Please report bugs/suggestions on the GitHub issue tracker or post in the (internal) Dr. CI Users group.

See how this bot performed.

This comment has been revised 255 times.

wanchaol · 2020-12-03T19:44:28Z

torch/lib/c10d/frontend.cpp

          prefix_store, rank, world_size, options);
-#endif
+#else
+    TORCH_CHECK(false, "Attempting to create GLOO-based process group while GLOO is either not enabled or built")


nit: AT_ERROR instead?

wanchaol · 2020-12-03T19:44:44Z

torch/lib/c10d/frontend.cpp

    } else {
      // TODO: discuss to figure out how to extend this to third party backends?
-      return pg;
+      TORCH_CHECK(false, "Unsupported backend type: ", backend);


wanchaol · 2020-12-03T21:45:41Z

test/distributed/test_jit_c10d.py

+                self.pg = pg_nccl
+
+                now = datetime.now(timezone.utc).timestamp()
+                name = "nccl_process_group_as_module_member_%d" % now


why we are using timestamp for the name? is this because there might be multiple calls to the test and it will error if we use the same name?

Yep, when we run test multiple times, they may conflict.
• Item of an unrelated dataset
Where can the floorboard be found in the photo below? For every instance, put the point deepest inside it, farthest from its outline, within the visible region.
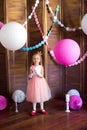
(56, 119)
wanchaol · 2020-12-03T22:15:48Z

torch/lib/c10d/frontend.cpp

+      error << ", ";
+    }
+    error << "}";
+    TORCH_CHECK(false, error.str());


ditto at_error

Done for all of TORCH_CHECK(false

wanchaol · 2020-12-03T22:16:00Z

torch/lib/c10d/frontend.cpp

+    error << name;
+    error << " , instead we have ";
+    error << pg_names_.size() << " process groups: {";
+    for (const auto& pg : pg_names_) {


it seems like if we are switch envs, and there's no pg created, user need to manually create pg that matches the name that they registered, shall we provide instructions to tell the user to do so?

Yep we should, in fact we should write this logic for our current user.

wanchaol · 2020-12-03T22:16:57Z

torch/lib/c10d/frontend.cpp

+      [&](const std::pair<c10::intrusive_ptr<ProcessGroup>, std::string>&
+              pg_name) { return pg_name.second == name; });
+
+  TORCH_CHECK(it == pg_names_.end(), "Requested name already exists: ", name);


I think if the requested processGroupName already exists, we can just warn the user, and use that existed pg when needed? that way user won't need to create it again and again

Changed it to only error out when found instance is not same as argument process_group

facebook-github-bot

@gmagogsfm has imported this pull request. If you are a Facebook employee, you can view this diff on Phabricator.

facebook-github-bot

@gmagogsfm has imported this pull request. If you are a Facebook employee, you can view this diff on Phabricator.

facebook-github-bot

@gmagogsfm has imported this pull request. If you are a Facebook employee, you can view this diff on Phabricator.

facebook-github-bot

@gmagogsfm has imported this pull request. If you are a Facebook employee, you can view this diff on Phabricator.

facebook-github-bot

@gmagogsfm has imported this pull request. If you are a Facebook employee, you can view this diff on Phabricator.

wanchaol

looks good to me, thanks! only one minor suggestion.

wanchaol · 2020-12-04T18:51:34Z

test/backward_compatibility/check_backward_compatibility.py

 dont_parse_list = [
    ("_TorchScriptTesting.*", datetime.date(2099, 9, 17)),
    ("test_backend", datetime.date(2099, 9, 17)),
+    ("c10d.frontend", datetime.date(2020, 12, 30)),


curious why we need this?

Previously, I made the mistake of putting frontend into c10d namespace rather than dist_c10d, which all of our other torchbinds are in. So I changed the namespace in this diff, resulting in a BC-breaking change.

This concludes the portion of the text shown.